Some Like it Hot

Some Like it Hot Literary Elements

Director

Billy Wilder

Leading Actors/Actresses

Marilyn Monroe, Jack Lemmon, Tony Curtis

Supporting Actors/Actresses

Joe E. Brown, George Raft

Genre

Musical, Comedy

Language

English

Awards

Golden Globes: Best Motion Picture, Best Actress (Marilyn Monroe), Best Actor (Jack Lemmon) Academy Award Nominations: Best Director (Billy Wilder), Best Actor Leading Role (Jack Lemmon), Best Art Direction, Best Adapted Screenplay; Academy Awards: Best Costume Design

Date of Release

1959

Producer

Billy Wilder

Setting and Context

Miami, Florida, 1958

Narrator and Point of View

There is no narrator, but most of the film is from either Jerry/Daphne's and/or Joe/Josephine's perspectives

Tone and Mood

Entertaining, conspiratorial, light-hearted, screwball, absurd, witty

Protagonist and Antagonist

Daphne and Josephine are the protagonists; Spats Columbo, Little Bonaparte and the other gangsters are the antagonists

Major Conflict

The first conflict is that Joe and Jerry are broke, and then the conflict becomes more complicated when they witness the St. Valentine's Day massacre. Spats Columbo is then looking for them and wants to kill them, which drives them to dress up as women.

Climax

The climax of the film occurs when Joe and Jerry escape from Little Bonaparte and run to meet Osgood on the docks, with Sugar following close behind.

Foreshadowing

When Nellie sends Joe and Jerry in to ask after the job in Florida and they discover that it's a job for women, this foreshadows the fact that they will eventually take the job and dress up in drag to elude the bandleader.

Understatement

Sweet Sue thinks that there is something odd about Daphne and Josephine, which is an understatement because they are in fact not even the gender that they are pretending to be. Throughout, people curiously overlook their obviously masculine attributes and believe that they are women. The last line, Osgood saying, "Nobody's perfect," is disproportionate to the revelation that Jerry has just made—that he is a man.

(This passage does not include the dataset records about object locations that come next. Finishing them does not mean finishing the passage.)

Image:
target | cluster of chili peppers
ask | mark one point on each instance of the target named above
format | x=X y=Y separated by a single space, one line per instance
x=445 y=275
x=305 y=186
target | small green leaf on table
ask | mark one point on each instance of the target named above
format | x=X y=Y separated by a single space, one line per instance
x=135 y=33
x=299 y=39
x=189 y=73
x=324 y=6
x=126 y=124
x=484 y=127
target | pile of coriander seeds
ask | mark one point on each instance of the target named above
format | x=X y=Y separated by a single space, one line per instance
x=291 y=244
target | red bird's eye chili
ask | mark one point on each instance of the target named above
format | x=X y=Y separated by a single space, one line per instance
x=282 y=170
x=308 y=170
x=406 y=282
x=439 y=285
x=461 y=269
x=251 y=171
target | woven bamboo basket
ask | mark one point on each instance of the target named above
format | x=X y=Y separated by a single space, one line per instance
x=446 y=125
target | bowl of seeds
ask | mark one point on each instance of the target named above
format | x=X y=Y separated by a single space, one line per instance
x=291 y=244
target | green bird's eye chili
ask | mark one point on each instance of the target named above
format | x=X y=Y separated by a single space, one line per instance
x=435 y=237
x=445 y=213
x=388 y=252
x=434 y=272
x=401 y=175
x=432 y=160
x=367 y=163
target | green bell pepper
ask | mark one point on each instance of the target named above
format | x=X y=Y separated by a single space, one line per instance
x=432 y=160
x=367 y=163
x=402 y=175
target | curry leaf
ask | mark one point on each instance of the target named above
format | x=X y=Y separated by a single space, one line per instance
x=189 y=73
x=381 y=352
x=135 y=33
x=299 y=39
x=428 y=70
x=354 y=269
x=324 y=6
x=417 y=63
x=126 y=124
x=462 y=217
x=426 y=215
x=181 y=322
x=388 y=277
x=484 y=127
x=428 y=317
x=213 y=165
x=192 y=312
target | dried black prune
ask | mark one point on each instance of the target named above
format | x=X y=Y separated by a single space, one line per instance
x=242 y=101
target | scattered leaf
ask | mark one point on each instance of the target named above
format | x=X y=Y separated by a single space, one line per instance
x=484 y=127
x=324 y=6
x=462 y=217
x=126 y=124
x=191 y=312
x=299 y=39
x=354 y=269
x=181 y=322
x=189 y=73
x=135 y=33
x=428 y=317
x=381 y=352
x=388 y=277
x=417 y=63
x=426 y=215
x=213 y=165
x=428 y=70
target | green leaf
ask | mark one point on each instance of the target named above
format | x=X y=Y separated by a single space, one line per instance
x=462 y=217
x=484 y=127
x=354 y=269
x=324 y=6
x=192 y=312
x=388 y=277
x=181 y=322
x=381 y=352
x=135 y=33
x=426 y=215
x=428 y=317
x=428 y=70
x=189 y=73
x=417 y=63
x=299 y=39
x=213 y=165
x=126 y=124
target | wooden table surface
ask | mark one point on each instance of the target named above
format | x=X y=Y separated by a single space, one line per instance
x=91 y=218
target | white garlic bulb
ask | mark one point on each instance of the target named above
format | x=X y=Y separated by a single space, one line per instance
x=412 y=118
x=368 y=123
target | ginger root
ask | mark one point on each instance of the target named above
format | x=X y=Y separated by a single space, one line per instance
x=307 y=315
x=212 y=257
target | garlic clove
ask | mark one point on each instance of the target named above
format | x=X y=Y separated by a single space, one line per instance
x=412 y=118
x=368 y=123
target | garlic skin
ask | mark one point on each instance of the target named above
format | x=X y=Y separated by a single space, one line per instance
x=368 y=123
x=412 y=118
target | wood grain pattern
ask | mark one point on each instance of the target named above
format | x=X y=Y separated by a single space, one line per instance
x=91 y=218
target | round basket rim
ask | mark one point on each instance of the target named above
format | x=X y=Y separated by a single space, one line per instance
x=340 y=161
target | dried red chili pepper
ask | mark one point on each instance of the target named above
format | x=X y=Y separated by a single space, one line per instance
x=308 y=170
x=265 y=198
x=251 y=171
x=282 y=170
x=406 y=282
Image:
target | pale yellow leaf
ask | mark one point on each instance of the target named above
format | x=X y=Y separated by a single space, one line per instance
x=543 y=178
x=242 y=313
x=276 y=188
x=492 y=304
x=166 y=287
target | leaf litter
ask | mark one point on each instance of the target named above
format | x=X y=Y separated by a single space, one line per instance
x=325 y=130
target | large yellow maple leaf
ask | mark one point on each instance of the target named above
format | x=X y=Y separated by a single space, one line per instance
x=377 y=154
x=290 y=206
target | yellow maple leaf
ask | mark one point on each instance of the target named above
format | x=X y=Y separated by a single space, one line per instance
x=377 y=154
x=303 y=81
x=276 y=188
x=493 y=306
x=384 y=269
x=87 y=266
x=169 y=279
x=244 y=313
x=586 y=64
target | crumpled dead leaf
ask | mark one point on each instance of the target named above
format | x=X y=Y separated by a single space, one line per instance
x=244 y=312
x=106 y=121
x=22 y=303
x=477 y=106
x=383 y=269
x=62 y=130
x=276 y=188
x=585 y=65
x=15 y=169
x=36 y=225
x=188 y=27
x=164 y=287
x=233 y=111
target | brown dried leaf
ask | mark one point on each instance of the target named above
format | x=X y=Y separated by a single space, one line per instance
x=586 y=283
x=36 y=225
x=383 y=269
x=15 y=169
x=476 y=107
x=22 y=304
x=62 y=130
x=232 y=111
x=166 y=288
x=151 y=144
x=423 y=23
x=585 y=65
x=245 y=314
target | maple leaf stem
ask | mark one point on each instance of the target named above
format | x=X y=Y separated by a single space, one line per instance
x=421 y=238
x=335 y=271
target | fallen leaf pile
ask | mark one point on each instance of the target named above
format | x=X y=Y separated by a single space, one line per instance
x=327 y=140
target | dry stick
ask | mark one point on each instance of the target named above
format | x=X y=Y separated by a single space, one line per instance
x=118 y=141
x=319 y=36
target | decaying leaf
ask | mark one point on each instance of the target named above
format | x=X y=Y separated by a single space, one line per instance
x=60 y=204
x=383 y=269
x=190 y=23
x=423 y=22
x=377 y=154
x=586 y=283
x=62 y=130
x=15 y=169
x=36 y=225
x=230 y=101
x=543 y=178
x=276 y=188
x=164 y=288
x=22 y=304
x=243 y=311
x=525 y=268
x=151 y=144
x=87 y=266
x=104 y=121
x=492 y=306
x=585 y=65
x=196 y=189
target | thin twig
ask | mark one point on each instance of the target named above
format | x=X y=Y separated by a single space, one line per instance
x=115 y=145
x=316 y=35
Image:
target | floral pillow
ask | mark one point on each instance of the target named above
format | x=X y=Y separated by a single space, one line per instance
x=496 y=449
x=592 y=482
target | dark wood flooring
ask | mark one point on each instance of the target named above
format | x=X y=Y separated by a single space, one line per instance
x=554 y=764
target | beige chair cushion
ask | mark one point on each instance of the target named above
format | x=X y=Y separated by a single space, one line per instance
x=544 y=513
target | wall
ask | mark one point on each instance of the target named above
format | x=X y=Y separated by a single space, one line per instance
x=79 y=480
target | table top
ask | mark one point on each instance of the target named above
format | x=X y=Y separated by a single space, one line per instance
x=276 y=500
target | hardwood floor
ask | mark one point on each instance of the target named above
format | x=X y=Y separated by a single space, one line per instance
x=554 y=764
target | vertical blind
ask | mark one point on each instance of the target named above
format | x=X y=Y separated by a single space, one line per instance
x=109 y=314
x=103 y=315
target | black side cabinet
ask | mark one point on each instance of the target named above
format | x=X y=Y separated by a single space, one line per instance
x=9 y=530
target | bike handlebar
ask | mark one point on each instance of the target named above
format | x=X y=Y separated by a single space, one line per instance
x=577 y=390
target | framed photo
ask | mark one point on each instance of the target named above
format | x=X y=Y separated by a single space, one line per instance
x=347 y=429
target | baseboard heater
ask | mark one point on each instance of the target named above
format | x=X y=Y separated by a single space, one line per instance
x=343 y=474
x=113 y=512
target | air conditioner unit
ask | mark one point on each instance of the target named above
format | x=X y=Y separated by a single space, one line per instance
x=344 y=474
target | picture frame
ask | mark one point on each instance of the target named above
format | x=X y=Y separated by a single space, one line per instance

Innovations in Filming or Lighting or Camera Techniques

Allusions

The St. Valentine's Day Massacre is an allusion to the infamous mob hits contemporaneous to the setting of the movie. Other allusions include references to Bryn Mawr, Vassar, Freud, the George White Scandals, and the Milk Fund.

Paradox

Sugar is looking for a quiet non-saxophone player, so her interest in "Junior" is paradoxical because he is, in fact, Joe, a saxophone player. Even though she didn't want to end up with a musician, she ends up loving Joe and staying with him.